Wrong. Thor beat Glory twice and killed him the second time.


----------



## Fang (Sep 7, 2011)

Show me Thor resisting transmutation without his head or brain.


----------



## Uncle Phantom (Sep 7, 2011)

Fang said:


> Show me Thor resisting transmutation without his head or brain.



Has the Bedlam Spirits transmutation worked on any being of Thor's level?


----------



## The Bite of the She-Wolf (Sep 7, 2011)

Thor said:


> Wrong. Thor beat Glory twice and killed him the second time.



He didn't reverse to Donald Blake?


----------



## Banhammer (Sep 7, 2011)

Ben Grimm said:


> Yeah after three issues, but the fact remains he can be transmutated.



nhyeaaah

Loki sorts of gets a pass to do some feats like turning people into frogs and shit

Because it's Loki


----------



## Thor (Sep 7, 2011)

Fang said:


> Show me Thor resisting transmutation without his head or brain.
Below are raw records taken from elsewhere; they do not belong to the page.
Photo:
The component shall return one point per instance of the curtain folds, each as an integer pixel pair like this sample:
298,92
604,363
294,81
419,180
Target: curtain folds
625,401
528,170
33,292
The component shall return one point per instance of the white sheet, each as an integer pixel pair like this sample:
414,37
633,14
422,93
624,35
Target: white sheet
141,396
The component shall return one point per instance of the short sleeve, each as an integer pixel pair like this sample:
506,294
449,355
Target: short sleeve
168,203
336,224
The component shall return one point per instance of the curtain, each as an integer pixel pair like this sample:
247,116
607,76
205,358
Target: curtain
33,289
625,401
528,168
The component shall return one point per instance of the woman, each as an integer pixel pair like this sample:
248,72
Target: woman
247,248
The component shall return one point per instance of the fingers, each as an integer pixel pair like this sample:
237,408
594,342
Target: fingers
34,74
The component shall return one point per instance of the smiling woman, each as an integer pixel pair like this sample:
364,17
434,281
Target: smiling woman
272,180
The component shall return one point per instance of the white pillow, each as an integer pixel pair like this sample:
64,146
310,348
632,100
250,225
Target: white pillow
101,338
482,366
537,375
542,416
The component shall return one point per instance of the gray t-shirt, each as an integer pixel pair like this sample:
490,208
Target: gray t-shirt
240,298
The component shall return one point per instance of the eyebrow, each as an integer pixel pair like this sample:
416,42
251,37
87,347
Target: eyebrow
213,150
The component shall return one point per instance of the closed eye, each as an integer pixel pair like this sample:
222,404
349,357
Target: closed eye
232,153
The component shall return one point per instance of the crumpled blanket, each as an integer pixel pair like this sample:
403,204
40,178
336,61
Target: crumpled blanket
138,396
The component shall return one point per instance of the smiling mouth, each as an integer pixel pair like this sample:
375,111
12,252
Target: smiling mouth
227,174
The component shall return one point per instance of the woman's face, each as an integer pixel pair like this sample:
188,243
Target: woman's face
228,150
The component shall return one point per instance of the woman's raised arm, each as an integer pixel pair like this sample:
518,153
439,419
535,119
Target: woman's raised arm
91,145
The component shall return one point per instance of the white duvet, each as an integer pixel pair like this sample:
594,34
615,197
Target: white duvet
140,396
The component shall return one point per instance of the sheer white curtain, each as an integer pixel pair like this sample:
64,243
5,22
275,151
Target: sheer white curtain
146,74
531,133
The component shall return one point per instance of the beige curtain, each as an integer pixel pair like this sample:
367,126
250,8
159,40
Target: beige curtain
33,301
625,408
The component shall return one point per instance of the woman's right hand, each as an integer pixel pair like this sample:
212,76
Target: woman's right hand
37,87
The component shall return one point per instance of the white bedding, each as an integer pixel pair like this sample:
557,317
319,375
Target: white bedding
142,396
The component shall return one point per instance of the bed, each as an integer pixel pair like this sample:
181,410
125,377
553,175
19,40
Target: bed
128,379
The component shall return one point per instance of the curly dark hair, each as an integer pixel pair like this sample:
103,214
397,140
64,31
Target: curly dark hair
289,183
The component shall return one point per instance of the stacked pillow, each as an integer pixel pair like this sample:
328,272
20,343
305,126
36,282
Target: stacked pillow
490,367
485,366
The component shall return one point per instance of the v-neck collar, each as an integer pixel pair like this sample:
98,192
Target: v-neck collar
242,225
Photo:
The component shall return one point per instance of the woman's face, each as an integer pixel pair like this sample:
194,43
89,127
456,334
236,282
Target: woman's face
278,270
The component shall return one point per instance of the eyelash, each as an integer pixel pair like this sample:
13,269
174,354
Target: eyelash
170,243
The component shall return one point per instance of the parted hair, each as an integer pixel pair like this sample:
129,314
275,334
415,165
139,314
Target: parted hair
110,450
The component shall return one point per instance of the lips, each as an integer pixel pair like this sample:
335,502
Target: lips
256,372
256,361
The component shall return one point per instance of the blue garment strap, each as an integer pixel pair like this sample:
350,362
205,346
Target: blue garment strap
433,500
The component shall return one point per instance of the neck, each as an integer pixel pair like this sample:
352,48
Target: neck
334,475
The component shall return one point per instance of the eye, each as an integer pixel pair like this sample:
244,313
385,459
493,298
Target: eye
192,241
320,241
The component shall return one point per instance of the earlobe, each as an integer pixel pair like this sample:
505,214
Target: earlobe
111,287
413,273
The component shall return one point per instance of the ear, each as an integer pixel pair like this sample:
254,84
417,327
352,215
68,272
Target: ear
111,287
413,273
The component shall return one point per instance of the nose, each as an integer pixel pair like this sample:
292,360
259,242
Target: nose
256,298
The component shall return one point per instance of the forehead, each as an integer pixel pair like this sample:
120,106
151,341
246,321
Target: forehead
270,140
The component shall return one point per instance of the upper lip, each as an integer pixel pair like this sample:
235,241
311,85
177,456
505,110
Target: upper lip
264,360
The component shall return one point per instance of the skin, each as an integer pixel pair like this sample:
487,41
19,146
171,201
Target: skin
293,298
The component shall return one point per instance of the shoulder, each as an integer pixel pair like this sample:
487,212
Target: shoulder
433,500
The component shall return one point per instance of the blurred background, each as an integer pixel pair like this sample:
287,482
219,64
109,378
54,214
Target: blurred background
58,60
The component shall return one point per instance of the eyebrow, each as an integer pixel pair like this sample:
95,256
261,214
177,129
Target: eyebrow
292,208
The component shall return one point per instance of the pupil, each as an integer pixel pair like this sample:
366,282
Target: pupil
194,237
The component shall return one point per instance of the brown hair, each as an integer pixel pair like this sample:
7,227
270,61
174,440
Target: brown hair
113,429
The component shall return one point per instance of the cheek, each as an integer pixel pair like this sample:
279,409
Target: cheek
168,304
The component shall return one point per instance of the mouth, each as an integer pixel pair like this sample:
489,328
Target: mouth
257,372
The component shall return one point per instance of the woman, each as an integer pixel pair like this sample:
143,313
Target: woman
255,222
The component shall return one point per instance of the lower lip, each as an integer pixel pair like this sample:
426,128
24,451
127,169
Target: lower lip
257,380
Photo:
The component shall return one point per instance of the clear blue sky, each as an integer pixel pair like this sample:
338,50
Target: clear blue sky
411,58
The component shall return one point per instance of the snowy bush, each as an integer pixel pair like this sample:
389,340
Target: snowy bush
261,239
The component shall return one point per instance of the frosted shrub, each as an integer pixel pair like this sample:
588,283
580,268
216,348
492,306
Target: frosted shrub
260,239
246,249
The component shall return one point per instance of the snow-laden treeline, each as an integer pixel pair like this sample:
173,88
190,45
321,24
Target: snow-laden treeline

Show me proof that they can remove his head or brain.


----------



## Emperor Joker (Sep 7, 2011)

Charcan said:


> He didn't reverse to Donald Blake?



Actually he did, the reulting fight with Glory caused Thor so much damage combined with his fall to earth made him revert back to his mortal form.


----------



## The Bite of the She-Wolf (Sep 7, 2011)

Banhammer said:


> nhyeaaah
> 
> Loki sorts of gets a pass to do some feats like turning people into frogs and shit
> 
> Because it's Loki



Loki transmutated Bor for thousands of years.


----------



## Thor (Sep 7, 2011)

Charcan said:


> He didn't reverse to Donald Blake?



He did, but only because he was exhausted.




Emperor Joker said:


> Actually he did, the reulting fight with Glory caused Thor so much damage combined with his fall to earth made him revert back to his mortal form.



Ignoring that Thor crippled Glory irreversibly to make it seem like Thor lost.



Charcan said:


> Loki transmutated Bor for thousands of years.



It's not like Bor was caught unawares and Loki admitted it.....oh wait.


----------



## Glued (Sep 7, 2011)

Thor said:


> The fact remains he can reverse it. So it's useless.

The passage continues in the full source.